Financing Cuba’s Independence from Spain



Early in 1897, two years into the third war against Spain for Cuban independence, the head of the Cuban Revolutionary Junta and President of the Republic at Arms, Don Tomas Estrada Palma, is hard at work in New York City raising money to pay the Cuban revolutionary forces and purchase supplies and weapons in support of the war.

On March 12, a New York “wheeler-dealer” named Andrew J. Cone, writes Estrada Palma suggesting the mintage of a coin to raise money for the Cuban cause. The idea appeals to Estrada Palma and he delegates the negotiations to Octavio Zayas Adan, the Junta’s Finance Commissioner.  On May 10, Estrada Palma signs a contract for 3 million coins with an initial installment of 10,000 coins due in 60 days. They contract the American sculptor and designer, Phillip Martiny, to prepare the plaster casts and first set of dies.

A beautiful young Cuban woman by the name of Leonor Molina, a cousin of Mr. Zayas,  posed as the model for the Liberty head on the coin.  She was born in Camagüey, Cuba in 1879 and died in Miami, Fl in 1955 at the age of 76.  In life she wore a gold striking of the souvenir peso presented to her by her cousin but unfortunately that piece disappeared before her death.

They contract with the Gorham Manufacturing Company of Providence, RI to strike the coins.

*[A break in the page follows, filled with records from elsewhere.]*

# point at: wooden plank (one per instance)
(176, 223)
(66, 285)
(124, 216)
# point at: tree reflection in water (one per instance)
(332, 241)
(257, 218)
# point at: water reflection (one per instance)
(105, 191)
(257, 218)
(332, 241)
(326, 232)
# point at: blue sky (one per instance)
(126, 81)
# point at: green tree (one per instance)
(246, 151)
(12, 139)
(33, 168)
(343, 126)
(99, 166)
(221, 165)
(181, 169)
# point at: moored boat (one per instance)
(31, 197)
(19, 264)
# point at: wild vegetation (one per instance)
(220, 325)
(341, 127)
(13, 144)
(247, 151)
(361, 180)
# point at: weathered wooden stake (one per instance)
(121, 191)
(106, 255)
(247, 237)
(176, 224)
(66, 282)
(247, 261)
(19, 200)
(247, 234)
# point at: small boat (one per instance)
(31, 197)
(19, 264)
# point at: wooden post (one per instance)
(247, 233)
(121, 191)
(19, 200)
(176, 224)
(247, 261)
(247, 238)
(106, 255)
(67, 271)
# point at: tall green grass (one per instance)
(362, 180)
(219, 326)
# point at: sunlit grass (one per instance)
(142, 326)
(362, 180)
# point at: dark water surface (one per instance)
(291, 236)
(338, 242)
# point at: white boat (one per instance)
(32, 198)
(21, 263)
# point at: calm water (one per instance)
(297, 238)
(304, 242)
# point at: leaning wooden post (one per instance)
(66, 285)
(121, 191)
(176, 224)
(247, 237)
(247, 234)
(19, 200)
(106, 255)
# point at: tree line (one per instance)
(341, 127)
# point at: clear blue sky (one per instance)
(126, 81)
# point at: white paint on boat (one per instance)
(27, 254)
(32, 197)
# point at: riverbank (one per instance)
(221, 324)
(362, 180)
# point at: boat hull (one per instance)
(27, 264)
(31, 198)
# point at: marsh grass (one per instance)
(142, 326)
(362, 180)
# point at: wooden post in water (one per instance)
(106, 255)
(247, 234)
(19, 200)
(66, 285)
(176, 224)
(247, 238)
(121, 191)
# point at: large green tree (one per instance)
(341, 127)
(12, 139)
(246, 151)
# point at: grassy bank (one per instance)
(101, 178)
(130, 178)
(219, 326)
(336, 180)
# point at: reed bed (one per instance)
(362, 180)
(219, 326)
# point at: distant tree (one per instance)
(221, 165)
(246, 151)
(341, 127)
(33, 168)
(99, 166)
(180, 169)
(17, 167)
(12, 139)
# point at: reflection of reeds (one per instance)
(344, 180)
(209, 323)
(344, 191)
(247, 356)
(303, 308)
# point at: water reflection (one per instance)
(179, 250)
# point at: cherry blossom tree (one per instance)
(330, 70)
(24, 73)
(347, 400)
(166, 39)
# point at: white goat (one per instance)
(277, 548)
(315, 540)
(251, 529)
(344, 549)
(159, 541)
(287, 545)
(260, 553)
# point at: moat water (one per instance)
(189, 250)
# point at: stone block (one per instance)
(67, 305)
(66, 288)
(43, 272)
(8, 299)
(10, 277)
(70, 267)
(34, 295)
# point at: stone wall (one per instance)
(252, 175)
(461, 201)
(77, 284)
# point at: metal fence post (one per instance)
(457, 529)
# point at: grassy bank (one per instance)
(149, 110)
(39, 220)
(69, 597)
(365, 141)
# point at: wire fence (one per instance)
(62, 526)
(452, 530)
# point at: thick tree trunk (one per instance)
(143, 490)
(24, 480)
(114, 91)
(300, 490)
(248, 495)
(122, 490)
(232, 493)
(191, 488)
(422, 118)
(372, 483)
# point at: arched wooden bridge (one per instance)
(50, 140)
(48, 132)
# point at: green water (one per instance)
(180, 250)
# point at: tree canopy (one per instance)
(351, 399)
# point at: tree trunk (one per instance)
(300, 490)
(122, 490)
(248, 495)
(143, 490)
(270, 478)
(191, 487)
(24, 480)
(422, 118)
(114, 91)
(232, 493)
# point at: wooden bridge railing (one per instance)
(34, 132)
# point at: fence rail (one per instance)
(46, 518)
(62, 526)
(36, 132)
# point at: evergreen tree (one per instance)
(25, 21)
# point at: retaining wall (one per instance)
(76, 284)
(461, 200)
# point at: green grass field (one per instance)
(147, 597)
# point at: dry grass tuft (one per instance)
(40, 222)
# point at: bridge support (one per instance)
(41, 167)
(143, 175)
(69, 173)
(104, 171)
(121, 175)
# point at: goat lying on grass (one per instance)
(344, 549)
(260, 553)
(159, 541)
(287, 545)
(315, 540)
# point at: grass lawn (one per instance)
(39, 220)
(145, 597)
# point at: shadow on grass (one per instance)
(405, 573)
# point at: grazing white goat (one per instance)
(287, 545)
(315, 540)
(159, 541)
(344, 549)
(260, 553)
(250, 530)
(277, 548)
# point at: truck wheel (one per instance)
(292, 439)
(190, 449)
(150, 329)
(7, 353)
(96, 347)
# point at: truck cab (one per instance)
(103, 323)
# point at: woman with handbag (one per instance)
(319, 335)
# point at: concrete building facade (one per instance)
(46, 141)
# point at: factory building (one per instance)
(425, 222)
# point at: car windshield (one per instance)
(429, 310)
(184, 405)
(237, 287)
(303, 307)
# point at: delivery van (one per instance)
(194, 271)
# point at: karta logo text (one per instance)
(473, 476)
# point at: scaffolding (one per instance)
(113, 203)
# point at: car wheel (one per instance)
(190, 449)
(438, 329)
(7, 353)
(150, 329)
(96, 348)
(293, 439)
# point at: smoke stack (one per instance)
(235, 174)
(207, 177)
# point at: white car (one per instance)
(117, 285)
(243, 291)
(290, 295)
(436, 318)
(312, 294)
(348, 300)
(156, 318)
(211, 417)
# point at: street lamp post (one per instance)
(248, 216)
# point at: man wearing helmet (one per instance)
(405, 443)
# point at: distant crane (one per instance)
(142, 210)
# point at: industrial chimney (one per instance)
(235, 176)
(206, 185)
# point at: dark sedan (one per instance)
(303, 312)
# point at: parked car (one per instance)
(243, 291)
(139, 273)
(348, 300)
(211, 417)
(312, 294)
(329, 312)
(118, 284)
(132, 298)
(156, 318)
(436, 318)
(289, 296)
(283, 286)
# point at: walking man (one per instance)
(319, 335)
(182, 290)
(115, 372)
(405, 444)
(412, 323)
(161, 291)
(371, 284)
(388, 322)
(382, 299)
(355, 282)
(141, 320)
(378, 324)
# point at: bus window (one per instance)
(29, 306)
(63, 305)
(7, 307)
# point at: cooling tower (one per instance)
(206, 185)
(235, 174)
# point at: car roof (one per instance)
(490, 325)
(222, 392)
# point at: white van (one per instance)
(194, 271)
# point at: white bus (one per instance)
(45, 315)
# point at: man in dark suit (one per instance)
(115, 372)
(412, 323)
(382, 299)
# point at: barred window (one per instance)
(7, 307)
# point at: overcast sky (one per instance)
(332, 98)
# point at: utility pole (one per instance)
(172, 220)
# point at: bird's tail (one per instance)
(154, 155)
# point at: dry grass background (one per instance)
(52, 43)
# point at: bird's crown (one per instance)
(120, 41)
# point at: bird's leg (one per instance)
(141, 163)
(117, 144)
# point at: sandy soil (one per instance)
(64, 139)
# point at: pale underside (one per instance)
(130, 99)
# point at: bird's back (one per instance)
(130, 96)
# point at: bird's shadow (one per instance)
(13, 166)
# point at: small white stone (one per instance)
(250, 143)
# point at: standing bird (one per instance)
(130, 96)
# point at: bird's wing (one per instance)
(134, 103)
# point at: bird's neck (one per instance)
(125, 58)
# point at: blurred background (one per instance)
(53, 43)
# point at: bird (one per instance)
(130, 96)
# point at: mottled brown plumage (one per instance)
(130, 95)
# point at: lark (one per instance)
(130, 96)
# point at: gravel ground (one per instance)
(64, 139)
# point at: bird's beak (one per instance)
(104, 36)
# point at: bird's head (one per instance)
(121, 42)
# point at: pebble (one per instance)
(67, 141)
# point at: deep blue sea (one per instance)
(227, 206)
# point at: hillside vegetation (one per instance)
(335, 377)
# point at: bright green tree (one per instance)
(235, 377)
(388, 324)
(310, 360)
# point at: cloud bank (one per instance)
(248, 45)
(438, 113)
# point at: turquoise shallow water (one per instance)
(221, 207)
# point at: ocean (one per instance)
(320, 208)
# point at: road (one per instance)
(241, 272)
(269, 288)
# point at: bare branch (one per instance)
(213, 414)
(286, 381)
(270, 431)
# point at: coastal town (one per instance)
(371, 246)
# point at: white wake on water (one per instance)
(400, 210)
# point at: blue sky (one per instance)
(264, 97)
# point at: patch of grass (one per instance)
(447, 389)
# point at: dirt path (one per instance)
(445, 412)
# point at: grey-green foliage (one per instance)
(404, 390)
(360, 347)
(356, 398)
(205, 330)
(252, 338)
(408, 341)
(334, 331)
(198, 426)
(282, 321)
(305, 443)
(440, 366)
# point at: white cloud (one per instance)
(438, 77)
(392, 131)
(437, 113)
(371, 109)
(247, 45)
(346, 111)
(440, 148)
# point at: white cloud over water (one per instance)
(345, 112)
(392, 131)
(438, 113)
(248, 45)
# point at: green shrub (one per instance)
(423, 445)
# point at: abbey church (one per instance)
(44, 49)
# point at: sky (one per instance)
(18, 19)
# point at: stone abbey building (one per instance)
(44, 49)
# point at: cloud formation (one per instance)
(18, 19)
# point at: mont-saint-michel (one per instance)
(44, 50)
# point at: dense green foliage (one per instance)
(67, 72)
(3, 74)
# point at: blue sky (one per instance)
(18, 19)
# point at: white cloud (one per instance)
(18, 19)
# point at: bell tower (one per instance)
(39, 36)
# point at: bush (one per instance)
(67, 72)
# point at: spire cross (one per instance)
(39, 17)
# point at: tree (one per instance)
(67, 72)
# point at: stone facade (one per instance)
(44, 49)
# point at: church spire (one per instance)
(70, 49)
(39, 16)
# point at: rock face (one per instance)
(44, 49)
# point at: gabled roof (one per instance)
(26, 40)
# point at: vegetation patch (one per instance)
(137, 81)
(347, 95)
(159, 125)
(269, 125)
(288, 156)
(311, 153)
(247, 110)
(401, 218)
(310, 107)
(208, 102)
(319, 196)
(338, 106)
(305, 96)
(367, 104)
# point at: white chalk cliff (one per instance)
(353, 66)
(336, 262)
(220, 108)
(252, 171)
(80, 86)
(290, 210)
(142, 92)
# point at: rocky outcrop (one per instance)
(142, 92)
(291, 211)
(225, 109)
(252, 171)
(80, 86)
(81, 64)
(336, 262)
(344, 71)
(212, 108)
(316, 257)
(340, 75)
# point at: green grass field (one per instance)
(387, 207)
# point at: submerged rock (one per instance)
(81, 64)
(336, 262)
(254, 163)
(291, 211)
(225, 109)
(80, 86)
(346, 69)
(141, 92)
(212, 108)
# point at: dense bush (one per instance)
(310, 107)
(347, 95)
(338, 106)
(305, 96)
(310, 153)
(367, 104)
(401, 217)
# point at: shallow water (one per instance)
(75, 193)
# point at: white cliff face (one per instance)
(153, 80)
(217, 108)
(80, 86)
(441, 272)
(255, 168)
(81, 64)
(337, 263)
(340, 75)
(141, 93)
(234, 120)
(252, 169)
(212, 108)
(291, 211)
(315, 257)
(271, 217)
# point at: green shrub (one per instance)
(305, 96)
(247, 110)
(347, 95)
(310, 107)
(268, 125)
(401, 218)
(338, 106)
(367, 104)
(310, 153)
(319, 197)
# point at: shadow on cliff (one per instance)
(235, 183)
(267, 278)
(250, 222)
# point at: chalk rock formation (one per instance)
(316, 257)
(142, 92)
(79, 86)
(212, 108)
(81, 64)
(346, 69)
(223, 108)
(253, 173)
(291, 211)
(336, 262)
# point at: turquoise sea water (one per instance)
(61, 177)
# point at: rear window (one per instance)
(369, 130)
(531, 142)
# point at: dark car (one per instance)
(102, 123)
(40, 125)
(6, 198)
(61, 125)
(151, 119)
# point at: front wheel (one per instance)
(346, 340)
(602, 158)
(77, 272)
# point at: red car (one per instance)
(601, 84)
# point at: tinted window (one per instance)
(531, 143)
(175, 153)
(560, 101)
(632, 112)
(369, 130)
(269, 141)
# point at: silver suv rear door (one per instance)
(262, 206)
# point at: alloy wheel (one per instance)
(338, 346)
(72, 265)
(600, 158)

Due to concerns raised by attorney Jerome Carty about the wording which included “UN PESO”, the design undergoes several changes and as a result, three separate varieties of the coin are struck replacing the original denomination with “SOUVENIR”.

In July, Gorham strikes 858 silver (there are some very rare bronze trials of all varieties) coins known today as the “Wide Date or Pat 97” variety (first coin, notice the widely separated numbers in the date and the “Pat 97” on the base of the neck). Thirty of these are later destroyed as defective. Today there are 82 specimen graded by one of the 3 major coin grading companies, with 8 in this grade (MS-64) and 11 in higher grades.

On August 3rd, the company strikes 4,286 silver coins known today as the “Star Above” variety (second coin, notice the start to the right of the date appears aligned with the date’s center line). The die broke the same day.  Today there are 66 specimen graded by one of the 3 major coin grading companies, with 7 in this grade (MS-64) and 10 in higher grades.

On August 20th, the company strikes 4,856 silver coins with a new die known today as the “Star Below” variety (third coin, notice the star to the right of the date appears slightly below the date’s baseline). Today there are 95 specimen graded by one of the 3 major coin grading companies, with 10 in this grade (MS-63) and 23 in higher grades.

The full original contract is never completed and Cone eventually grants all rights for the coin design to the Junta.

Today, I am the proud owner of the three coins pictured and a piece of Cuban history.